The results shown in Table 13-3 omit a further factor that affects performance when using O_SYNC. Modern disk drives have large internal caches, and by default, O_SYNC merely causes data to be transferred to the cache. If we disable caching on the disk (using the command hdparm -W0), then the performance impact of O_SYNC becomes even more extreme. In the 1-byte case, the elapsed time rises from 1030 seconds to around 16,000 seconds. In the 4096-byte case, the elapsed time rises from 0.34 seconds to 4 seconds.

In summary, if we need to force flushing of kernel buffers, we should consider whether we can design our application to use large write() buffer sizes or make judicious use of occasional calls to fsync() or fdatasync(), instead of using the O_SYNC flag when opening the file.

SUSv3 specifies two further open file status flags related to synchronized I/O: O_DSYNC and O_RSYNC.

The O_DSYNC flag causes writes to be performed according to the requirements of synchronized I/O data integrity completion (like fdatasync()). This contrasts with O_SYNC, which causes writes to be performed according to the requirements of synchronized I/O file integrity completion (like fsync()).

The O_RSYNC flag is specified in conjunction with either O_SYNC or O_DSYNC, and extends the write behaviors of these flags to read operations. Specifying both O_RSYNC and O_DSYNC when opening a file means that all subsequent reads are completed according to the requirements of synchronized I/O data integrity (i.e., prior to performing the read, all pending file writes are completed as though carried out with O_DSYNC). Specifying both O_RSYNC and O_SYNC when opening a file means that all subsequent reads are completed according to the requirements of synchronized I/O file integrity (i.e., prior to performing the read, all pending file writes are completed as though carried out with O_SYNC).

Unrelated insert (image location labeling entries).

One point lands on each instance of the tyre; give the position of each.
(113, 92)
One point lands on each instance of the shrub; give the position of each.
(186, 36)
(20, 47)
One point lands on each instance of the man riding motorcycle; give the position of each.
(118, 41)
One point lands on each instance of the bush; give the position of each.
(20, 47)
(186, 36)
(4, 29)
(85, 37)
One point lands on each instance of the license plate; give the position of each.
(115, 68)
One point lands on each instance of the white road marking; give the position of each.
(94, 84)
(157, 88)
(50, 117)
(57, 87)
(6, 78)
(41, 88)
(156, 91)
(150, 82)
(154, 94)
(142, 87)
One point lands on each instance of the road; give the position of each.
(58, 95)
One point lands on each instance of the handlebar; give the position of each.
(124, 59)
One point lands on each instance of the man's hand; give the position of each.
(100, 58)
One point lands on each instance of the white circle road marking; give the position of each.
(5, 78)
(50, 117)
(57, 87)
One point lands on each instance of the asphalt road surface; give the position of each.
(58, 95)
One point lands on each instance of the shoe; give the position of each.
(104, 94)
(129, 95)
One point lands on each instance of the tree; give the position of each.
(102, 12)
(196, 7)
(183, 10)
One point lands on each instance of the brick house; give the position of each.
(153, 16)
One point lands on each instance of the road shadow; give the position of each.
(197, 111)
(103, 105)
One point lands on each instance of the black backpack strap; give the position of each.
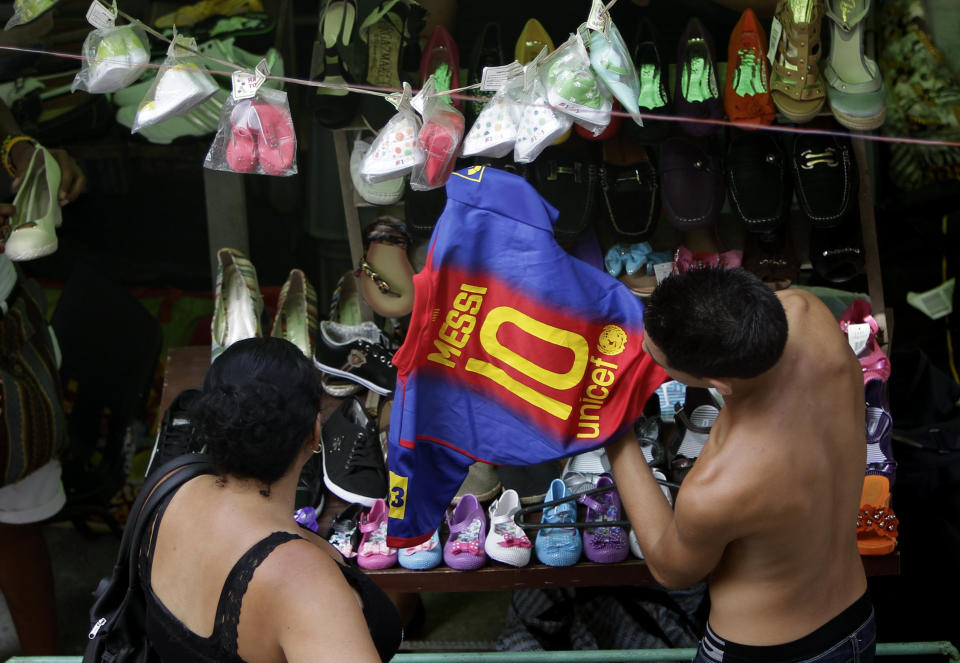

Before kernel 2.6.33, the O_DSYNC and O_RSYNC flags were not implemented on Linux, and the glibc headers defined these constants to be the same as O_SYNC. (This isn’t actually correct in the case of O_RSYNC, since O_SYNC doesn’t provide any functionality for read operations.)

Starting with kernel 2.6.33, Linux implements O_DSYNC, and an implementation of O_RSYNC is likely to be added in a future kernel release.